Home Depot has already begun notifying customers whose email accounts the company believes were compromised by the security breach, though it says it doesn't believe passwords or other sensitive information was included in the massive batch of stolen addresses.

While Home Depot announced the potentially exposed cache of email accounts on Nov. 6, it said it learned about them during its weeks of investigations into the security breach that exposed 56 million unique sequences of credit card numbers to hackers.

Despite finding no evidence that email account passwords fell into the hands of hackers, Home Depot is warning its customers to be on the lookout for phishing attempts and other malicious attacks on their inboxes. There's no need to change or abandon email addresses, though vigilance will be required, says Home Depot.

"Even if you do not receive an email notification from us, it's safe to assume your email address could have been stolen," stated Home Depot in a release (PDF).

Home Depot first discovered the attack on its customers on Sept. 2, after being alerted by financial institutions and law enforcement agencies.

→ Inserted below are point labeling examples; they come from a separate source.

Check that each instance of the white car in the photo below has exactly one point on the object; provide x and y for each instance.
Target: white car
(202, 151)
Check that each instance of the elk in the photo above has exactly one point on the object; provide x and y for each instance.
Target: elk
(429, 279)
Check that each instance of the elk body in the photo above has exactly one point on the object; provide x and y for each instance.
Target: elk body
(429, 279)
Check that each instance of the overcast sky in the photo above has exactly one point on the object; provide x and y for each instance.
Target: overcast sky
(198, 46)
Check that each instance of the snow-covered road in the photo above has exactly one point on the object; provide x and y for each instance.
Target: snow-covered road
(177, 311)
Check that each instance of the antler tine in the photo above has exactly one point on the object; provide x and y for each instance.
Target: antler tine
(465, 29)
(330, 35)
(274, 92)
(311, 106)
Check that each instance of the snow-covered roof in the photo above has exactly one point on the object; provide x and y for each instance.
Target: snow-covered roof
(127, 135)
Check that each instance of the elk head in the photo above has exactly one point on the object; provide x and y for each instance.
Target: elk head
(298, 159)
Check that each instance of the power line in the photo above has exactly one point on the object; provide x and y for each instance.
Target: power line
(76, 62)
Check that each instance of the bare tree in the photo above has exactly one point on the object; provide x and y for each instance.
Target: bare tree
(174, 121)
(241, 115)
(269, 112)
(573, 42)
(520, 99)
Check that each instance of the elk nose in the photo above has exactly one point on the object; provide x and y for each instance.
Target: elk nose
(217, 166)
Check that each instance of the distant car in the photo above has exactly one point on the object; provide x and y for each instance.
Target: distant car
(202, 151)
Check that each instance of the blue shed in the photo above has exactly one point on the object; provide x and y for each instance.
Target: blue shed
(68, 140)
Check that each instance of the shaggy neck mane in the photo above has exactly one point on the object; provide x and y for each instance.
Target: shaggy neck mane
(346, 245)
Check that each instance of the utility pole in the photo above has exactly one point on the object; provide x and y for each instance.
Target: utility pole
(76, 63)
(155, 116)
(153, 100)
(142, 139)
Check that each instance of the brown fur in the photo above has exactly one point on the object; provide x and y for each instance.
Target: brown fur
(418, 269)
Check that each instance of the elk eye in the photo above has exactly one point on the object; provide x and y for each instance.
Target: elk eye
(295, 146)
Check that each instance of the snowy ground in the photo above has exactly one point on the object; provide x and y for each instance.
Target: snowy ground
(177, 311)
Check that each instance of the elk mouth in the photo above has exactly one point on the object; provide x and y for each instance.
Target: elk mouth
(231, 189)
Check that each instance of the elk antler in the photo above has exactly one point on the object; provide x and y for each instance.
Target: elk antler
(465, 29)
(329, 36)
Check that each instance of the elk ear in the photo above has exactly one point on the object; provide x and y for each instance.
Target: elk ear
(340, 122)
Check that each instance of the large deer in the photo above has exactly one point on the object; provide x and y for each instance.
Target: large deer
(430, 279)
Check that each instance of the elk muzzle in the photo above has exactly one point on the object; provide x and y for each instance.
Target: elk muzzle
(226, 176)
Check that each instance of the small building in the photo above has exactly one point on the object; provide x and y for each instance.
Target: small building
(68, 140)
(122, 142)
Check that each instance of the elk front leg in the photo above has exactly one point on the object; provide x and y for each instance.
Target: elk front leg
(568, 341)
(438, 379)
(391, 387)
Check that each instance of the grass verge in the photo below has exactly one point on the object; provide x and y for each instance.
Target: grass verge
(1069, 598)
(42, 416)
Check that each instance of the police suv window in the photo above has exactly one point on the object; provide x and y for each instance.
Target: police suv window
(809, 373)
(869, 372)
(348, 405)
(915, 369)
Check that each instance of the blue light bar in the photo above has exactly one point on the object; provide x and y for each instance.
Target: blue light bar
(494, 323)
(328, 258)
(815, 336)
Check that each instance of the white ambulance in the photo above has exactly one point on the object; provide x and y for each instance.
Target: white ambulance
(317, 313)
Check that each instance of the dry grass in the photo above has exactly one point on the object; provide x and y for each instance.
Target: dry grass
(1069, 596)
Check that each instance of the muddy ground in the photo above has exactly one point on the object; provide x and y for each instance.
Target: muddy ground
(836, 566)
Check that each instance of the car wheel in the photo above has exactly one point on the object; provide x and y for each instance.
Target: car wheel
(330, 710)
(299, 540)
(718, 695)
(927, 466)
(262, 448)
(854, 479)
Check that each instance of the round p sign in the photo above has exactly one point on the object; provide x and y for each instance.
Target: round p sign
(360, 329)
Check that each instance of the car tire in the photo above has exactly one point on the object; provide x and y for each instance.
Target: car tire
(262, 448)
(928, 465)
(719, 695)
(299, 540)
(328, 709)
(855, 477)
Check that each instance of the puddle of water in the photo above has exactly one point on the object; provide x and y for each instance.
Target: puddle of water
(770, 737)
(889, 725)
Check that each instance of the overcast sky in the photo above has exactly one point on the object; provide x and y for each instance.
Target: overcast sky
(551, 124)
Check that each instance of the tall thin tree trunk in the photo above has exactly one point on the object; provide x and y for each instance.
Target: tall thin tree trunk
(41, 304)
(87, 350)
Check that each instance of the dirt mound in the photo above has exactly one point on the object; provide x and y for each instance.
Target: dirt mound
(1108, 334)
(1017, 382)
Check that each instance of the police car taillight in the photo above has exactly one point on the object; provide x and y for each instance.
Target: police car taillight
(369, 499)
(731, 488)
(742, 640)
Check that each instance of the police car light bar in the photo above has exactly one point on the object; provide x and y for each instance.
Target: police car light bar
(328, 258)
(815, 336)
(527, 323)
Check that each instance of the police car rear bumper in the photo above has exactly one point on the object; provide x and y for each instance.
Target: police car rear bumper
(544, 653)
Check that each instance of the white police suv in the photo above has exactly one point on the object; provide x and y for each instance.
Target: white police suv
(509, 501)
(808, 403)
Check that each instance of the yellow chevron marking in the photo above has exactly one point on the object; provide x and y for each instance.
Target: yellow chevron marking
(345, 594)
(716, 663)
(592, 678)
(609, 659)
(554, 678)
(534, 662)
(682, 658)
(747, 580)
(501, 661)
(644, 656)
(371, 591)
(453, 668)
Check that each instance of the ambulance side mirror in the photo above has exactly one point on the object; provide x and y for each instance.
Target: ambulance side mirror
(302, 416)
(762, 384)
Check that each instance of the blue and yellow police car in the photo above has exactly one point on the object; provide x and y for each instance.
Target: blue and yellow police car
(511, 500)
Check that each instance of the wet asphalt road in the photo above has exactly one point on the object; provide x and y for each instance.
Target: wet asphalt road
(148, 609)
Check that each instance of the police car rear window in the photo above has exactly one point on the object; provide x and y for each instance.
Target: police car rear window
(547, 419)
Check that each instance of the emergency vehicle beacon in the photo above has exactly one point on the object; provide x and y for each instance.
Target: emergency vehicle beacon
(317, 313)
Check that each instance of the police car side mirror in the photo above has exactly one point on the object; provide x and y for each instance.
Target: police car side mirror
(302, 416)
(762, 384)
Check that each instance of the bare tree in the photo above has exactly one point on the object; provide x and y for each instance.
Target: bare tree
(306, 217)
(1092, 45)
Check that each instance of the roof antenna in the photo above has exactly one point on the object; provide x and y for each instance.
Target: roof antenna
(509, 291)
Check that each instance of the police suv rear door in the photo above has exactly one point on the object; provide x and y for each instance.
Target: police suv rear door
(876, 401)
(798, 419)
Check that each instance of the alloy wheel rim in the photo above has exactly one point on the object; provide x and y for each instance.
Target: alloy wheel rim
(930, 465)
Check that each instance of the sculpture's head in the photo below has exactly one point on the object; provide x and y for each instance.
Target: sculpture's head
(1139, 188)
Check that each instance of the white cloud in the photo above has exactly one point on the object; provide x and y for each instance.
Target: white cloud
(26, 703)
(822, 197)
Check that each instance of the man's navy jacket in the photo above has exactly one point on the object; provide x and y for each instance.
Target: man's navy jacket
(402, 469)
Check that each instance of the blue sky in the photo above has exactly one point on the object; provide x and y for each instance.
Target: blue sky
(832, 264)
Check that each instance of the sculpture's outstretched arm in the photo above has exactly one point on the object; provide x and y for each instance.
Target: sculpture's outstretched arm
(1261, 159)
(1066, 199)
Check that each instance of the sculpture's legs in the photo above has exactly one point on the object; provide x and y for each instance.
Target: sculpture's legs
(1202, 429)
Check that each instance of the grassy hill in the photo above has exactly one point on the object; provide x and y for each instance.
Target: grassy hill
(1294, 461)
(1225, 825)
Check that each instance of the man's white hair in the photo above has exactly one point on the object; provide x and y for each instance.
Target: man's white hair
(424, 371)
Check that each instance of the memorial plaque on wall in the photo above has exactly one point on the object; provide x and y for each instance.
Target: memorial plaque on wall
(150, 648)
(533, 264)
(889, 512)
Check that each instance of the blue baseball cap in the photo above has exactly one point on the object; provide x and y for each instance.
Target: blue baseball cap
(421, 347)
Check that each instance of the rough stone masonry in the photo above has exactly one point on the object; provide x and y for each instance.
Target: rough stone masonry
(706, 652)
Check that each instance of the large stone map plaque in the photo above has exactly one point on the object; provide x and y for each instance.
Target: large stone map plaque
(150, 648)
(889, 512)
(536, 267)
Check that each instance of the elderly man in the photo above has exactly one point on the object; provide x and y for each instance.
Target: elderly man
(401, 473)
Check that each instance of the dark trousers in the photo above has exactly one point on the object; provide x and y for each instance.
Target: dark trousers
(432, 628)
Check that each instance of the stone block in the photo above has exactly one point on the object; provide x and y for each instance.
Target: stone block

The company has since learned that the intrusions began back as far as April 2014, affecting customers who used credit and debit cards at any of the company's U.S. and Canadian stores during that time period.

To avoid falling prey to a similar attack, Home Depot has begun rolling out the long-recommended Europay MasterCard Visa (EMV) "chip and PIN" method of encryption. The EMV chip-and-PIN method of smart card payments has already begun to be implemented in U.S. stores and the company expects to roll out the encryption at registers in Canadian locations in 2015, according to Home Depot.

Credit card companies are preparing to shift fraud liability over to merchants in the U.S. in October 2015. The date is being called "EMV D-Day," but it appears many companies on both sides aren't ready for the changeover, according to The Members Group's Brandon Kuehl, senior product manager at the Des Moines, Iowa, payments firm.

"While some have completed their credit card implementations and are starting to think through the same on their debit portfolios, others have not even outlined a timetable for migration," says Kuehl of credit unions.